All the stand-alone FCOS hosts now have Promtail running, forwarding
_systemd_ journal messages to Grafana Loki. The Kubernetes nodes will
have Promtail deployed as a Kubernetes pod.
I would really like to come up with a way to define variables for groups
of hosts, so that I do not have to add `promtail: prod.#promtail` to
every host's values file individually...
I do not like how Fedora CoreOS configures `sudo` to allow the *core*
user to run privileged processes without authentication. Rather than
assign the user a password, which would then have to be stored
somewhere, we'll install *pam_ssh_agent_auth* and configure `sudo` to
use it for authentication. This way, only users with the private key
corresponding to one of the configured public keys can run `sudo`.
Naturally, *pam_ssh_agent_auth* has to be installed on the host system.
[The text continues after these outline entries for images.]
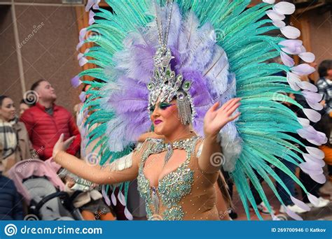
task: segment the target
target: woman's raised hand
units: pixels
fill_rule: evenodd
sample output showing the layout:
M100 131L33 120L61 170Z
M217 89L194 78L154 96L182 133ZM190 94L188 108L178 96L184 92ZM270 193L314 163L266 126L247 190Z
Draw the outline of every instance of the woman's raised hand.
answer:
M205 137L215 137L220 130L229 122L237 118L240 113L233 115L234 112L241 105L240 98L234 98L227 101L221 107L219 102L213 105L207 110L204 118L204 133Z
M53 147L53 152L52 154L53 159L55 157L55 155L57 155L59 151L66 151L67 150L68 150L71 143L73 143L73 140L76 136L71 137L64 142L64 134L62 133Z

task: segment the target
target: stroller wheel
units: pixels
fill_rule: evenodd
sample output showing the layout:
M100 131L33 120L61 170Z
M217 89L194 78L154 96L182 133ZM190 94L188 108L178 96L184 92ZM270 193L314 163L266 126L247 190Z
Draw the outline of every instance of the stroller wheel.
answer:
M25 221L39 221L39 218L34 214L28 214L23 219Z
M284 214L278 214L275 215L280 221L288 221L287 217Z

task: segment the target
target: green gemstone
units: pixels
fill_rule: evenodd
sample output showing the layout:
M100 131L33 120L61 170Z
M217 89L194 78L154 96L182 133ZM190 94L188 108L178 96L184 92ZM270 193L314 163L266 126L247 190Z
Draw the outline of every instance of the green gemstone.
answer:
M191 88L191 84L188 81L186 81L184 83L184 90L188 90Z

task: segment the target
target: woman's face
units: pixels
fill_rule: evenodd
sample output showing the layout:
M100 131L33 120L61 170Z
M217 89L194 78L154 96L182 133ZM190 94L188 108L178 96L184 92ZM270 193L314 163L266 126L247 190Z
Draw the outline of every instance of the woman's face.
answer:
M5 98L0 106L0 117L4 121L11 121L15 118L14 101L11 98Z
M168 136L183 126L179 120L177 100L170 103L160 103L158 100L155 106L150 108L151 119L153 123L154 132L158 135Z

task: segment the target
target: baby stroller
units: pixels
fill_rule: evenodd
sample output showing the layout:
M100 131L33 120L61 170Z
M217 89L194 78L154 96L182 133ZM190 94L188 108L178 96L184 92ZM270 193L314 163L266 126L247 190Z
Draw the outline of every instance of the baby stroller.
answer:
M18 191L28 205L28 220L83 220L69 196L63 191L64 184L57 174L60 166L48 159L27 159L16 164L9 171Z

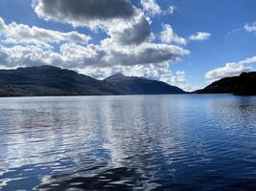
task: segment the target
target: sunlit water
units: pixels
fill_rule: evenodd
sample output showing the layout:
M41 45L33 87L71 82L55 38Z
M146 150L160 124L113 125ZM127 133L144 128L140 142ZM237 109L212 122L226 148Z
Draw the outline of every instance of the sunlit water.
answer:
M256 190L256 96L0 98L0 190Z

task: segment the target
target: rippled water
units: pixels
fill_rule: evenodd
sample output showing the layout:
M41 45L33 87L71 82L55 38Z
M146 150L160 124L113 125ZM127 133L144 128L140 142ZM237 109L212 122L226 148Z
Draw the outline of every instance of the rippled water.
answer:
M0 99L1 190L256 190L256 96Z

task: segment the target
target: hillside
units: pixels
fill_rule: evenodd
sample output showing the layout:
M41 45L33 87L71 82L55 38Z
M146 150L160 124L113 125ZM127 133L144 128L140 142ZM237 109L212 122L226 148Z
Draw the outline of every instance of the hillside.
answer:
M160 81L124 75L121 79L117 76L113 75L105 80L98 80L54 66L0 70L0 96L184 93L179 88Z
M195 93L256 95L256 72L243 73L239 76L222 78Z
M144 77L129 77L122 74L109 76L105 81L113 84L122 93L128 95L185 94L183 90L162 81Z

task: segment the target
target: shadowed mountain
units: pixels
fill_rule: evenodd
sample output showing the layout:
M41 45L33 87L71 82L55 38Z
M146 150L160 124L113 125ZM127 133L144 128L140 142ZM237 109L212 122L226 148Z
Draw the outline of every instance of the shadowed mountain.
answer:
M0 96L81 96L120 94L110 84L53 66L0 70Z
M195 93L256 95L256 72L242 73L239 76L222 78Z
M130 77L132 80L126 81L122 87L121 81L117 82L114 78L111 76L109 80L97 80L74 71L53 66L0 70L0 96L184 93L163 82L139 77Z
M183 90L162 81L144 77L128 77L122 74L106 77L104 81L113 84L118 90L127 95L185 94Z

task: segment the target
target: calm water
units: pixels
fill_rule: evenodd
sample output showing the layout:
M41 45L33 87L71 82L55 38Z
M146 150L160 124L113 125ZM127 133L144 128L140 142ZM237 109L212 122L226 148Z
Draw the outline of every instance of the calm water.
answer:
M256 190L256 96L0 98L0 190Z

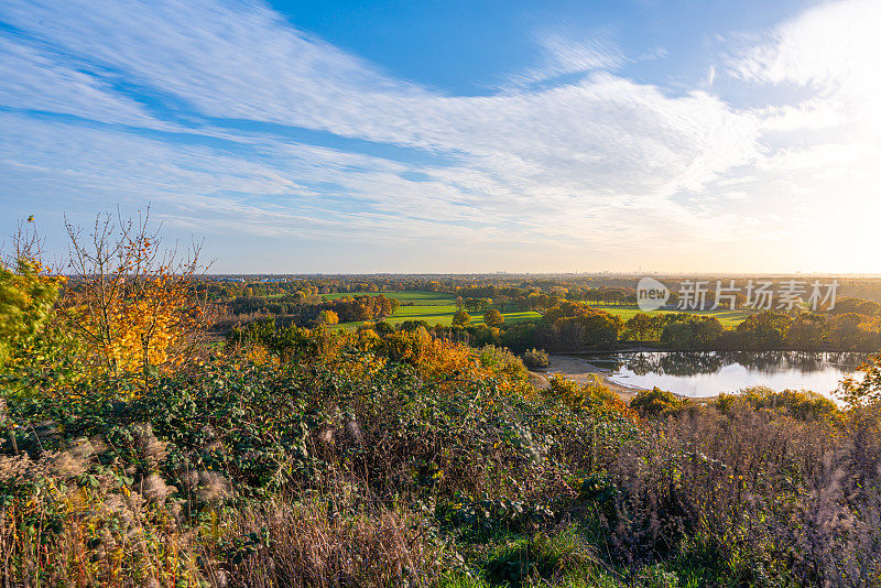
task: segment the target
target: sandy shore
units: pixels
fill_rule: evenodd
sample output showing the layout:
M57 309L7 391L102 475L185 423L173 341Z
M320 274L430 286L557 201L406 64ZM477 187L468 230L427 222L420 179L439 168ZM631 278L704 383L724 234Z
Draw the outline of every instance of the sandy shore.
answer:
M602 381L602 385L617 392L618 395L627 402L629 402L637 392L642 390L641 388L632 388L612 382L607 377L608 372L606 370L594 366L585 358L552 355L550 359L551 366L547 370L543 372L530 372L530 381L539 388L547 388L551 385L548 378L558 373L575 380L579 384L586 384L599 378Z

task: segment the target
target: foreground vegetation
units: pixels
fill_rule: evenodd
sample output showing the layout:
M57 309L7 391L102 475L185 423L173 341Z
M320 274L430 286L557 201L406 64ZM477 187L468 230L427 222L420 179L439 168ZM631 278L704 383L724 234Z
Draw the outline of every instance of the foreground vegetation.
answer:
M878 361L842 407L626 405L420 325L209 351L194 282L128 266L0 272L7 586L881 585Z

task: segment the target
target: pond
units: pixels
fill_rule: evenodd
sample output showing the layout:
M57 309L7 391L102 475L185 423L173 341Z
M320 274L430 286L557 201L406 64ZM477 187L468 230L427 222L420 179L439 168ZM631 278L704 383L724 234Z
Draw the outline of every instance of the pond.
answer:
M813 390L831 398L866 353L805 351L643 351L585 357L621 385L714 396L752 385Z

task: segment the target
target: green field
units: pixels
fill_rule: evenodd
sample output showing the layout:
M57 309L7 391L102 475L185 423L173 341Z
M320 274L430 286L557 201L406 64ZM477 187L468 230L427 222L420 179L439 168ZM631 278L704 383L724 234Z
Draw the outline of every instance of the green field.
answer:
M348 292L337 294L325 294L322 296L324 300L345 298L349 296L377 296L382 294L387 298L398 298L402 304L407 306L399 306L390 318L387 319L391 324L400 324L404 320L425 320L429 325L437 324L449 326L453 324L453 315L456 313L455 298L442 292L425 292L425 291L406 291L406 292ZM631 318L637 313L640 313L635 305L606 305L595 304L594 308L601 308L607 313L620 316L621 320ZM654 313L675 313L676 311L654 311ZM481 325L483 317L480 313L470 313L471 324ZM751 313L748 311L706 311L699 313L692 313L697 315L715 316L719 319L726 328L732 328L743 322ZM511 311L502 312L505 323L516 323L519 320L529 320L540 318L542 315L532 311ZM355 327L360 323L342 323L342 327Z
M635 305L626 305L626 306L618 306L618 305L606 305L606 304L591 304L594 308L601 308L609 313L610 315L620 316L621 320L627 320L632 318L633 315L641 313L639 306ZM649 314L655 313L677 313L678 311L653 311ZM733 328L741 324L743 319L752 314L751 311L728 311L728 309L718 309L718 311L701 311L701 312L689 312L693 315L706 315L706 316L715 316L719 323L722 324L726 328Z
M387 318L387 323L393 325L403 323L404 320L425 320L429 325L444 325L449 326L453 324L453 315L456 314L456 298L449 294L440 292L425 292L425 291L406 291L406 292L348 292L341 294L325 294L323 298L334 300L344 298L348 296L376 296L382 294L387 298L398 298L402 304L407 306L399 306L394 314ZM412 306L411 306L412 304ZM471 314L472 325L482 325L483 317L480 313ZM527 320L532 318L540 318L542 315L531 311L511 311L502 312L505 323L516 323L519 320ZM342 323L344 327L355 327L360 323Z

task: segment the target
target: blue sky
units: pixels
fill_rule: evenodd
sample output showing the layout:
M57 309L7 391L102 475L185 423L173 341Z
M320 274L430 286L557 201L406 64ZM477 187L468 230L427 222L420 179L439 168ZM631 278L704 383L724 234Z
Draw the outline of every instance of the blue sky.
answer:
M0 4L0 231L216 272L880 272L881 2Z

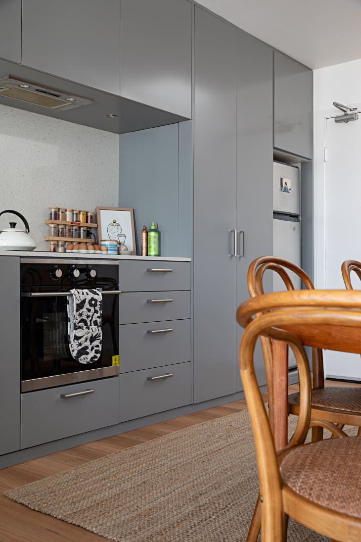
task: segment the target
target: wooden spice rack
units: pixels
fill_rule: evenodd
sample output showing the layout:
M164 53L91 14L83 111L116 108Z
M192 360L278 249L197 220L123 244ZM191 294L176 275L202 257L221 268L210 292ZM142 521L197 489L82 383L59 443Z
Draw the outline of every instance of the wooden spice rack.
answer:
M63 224L65 226L78 226L82 228L97 228L97 224L94 222L68 222L65 220L45 220L45 224ZM90 237L51 237L47 236L44 238L45 241L63 241L65 243L86 243L88 244L93 244L96 243L95 239Z

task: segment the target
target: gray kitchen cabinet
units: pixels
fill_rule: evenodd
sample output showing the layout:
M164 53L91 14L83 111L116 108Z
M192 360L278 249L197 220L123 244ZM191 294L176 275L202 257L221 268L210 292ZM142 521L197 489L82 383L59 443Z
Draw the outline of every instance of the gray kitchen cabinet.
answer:
M119 421L119 377L23 393L21 448Z
M119 262L121 422L191 404L190 269Z
M192 12L188 0L121 0L122 96L191 118Z
M194 401L236 391L237 30L195 8ZM233 230L233 231L230 230Z
M20 258L0 260L0 454L20 448Z
M259 256L273 254L272 50L257 38L237 33L237 306L249 298L247 272ZM272 292L271 276L265 289ZM237 344L242 335L237 325ZM255 367L266 383L258 342ZM237 373L237 391L241 389Z
M0 2L0 57L21 62L21 0Z
M120 421L140 418L191 403L191 363L122 375Z
M27 0L22 63L119 95L120 18L120 0Z
M194 41L197 403L241 390L236 309L250 263L272 253L272 50L196 7Z
M274 53L273 146L312 156L312 72L279 51Z

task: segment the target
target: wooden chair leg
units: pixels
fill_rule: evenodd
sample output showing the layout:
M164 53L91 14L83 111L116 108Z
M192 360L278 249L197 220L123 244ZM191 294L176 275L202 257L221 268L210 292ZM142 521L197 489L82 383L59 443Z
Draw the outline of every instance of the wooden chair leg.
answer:
M248 534L247 535L246 542L256 542L257 537L261 528L261 503L259 500L259 493L257 497L257 502L254 507L254 512L252 516Z
M324 428L323 427L312 427L312 442L317 442L318 441L322 440L324 437Z

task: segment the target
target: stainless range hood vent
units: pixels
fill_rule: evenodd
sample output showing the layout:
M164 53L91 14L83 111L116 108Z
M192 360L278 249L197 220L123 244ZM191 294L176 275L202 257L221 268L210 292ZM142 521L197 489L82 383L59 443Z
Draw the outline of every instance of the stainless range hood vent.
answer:
M91 100L45 88L28 81L13 79L10 76L0 79L0 103L2 102L2 98L5 99L4 102L6 98L10 98L46 109L67 111L93 103Z

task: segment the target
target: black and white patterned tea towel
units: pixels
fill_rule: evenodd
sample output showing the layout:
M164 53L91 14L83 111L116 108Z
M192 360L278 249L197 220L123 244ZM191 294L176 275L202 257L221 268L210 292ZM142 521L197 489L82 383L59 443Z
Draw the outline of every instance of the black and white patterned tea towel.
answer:
M70 353L80 363L94 363L102 352L101 292L73 288L70 293L67 304Z

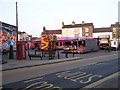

We achieve this by executing `rpm-ostree` via `nsenter` to escape the
container. Once it is installed, we configure the PAM stack for
`sudo` to use it and populate the authorized keys database. We also
need to configure `sudo` to keep the `SSH_AUTH_SOCK` environment
variable, so *pam_ssh_agent_auth* knows where to look for the private
keys. Finally, we disable the default NOPASSWD rule for `sudo`, if
and only if the new configuration was installed.